Section I. Religious Demography, 2001

The Dominican Republic, which comprises two-thirds of the island of Hispanola, has a total area of approximately 16,435 square miles, and as of July 2000, the population was 8,442,533.

The major religious denomination is the Roman Catholic Church. Evangelical Christians (especially Assemblies of God, Church of God, Baptists, Methodists, and Pentecostals,) Seventh-Day Adventists, the Watchtower Society (Jehovah's Witnesses), and the Church of Jesus Christ of Latter-Day Saints (Mormons) have a much smaller but generally growing presence. Jehovah's Witnesses have a large country headquarters, school, and assembly hall complex in the national district. In 2000 the Mormons completed the construction of a major temple in Santo Domingo with an associated administrative and educational facility. Many Catholics also practice a combination of Catholicism and Afro-Caribbean beliefs (santeria) or witchcraft (brujeria), but since this practice rarely is admitted openly the number of such adherents is impossible to estimate. Judaism, Islam, and Buddhism are practiced. There are synagogues (but no rabbis at this time) and there is as yet no mosque in the country.

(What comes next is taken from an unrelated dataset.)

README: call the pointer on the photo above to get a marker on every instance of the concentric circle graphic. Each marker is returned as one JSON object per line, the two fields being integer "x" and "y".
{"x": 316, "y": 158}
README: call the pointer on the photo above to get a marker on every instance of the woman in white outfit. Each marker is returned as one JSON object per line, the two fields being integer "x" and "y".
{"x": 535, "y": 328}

According to Demos 97, a population survey taken in 1997 by the Instituto de Estudios de Poblacion y Desarrollo, the population is 68.1 percent Roman Catholic and 11 percent Protestant Christian, inclusive of evangelicals, members of the Jehovah's Witnesses, Mormons, and traditional Protestants. In the same study, 20.1 percent of the sample said that they had no religion. However, evangelical Christians claim 20 to 25 percent of the population, while the Catholic Church claims 87 percent.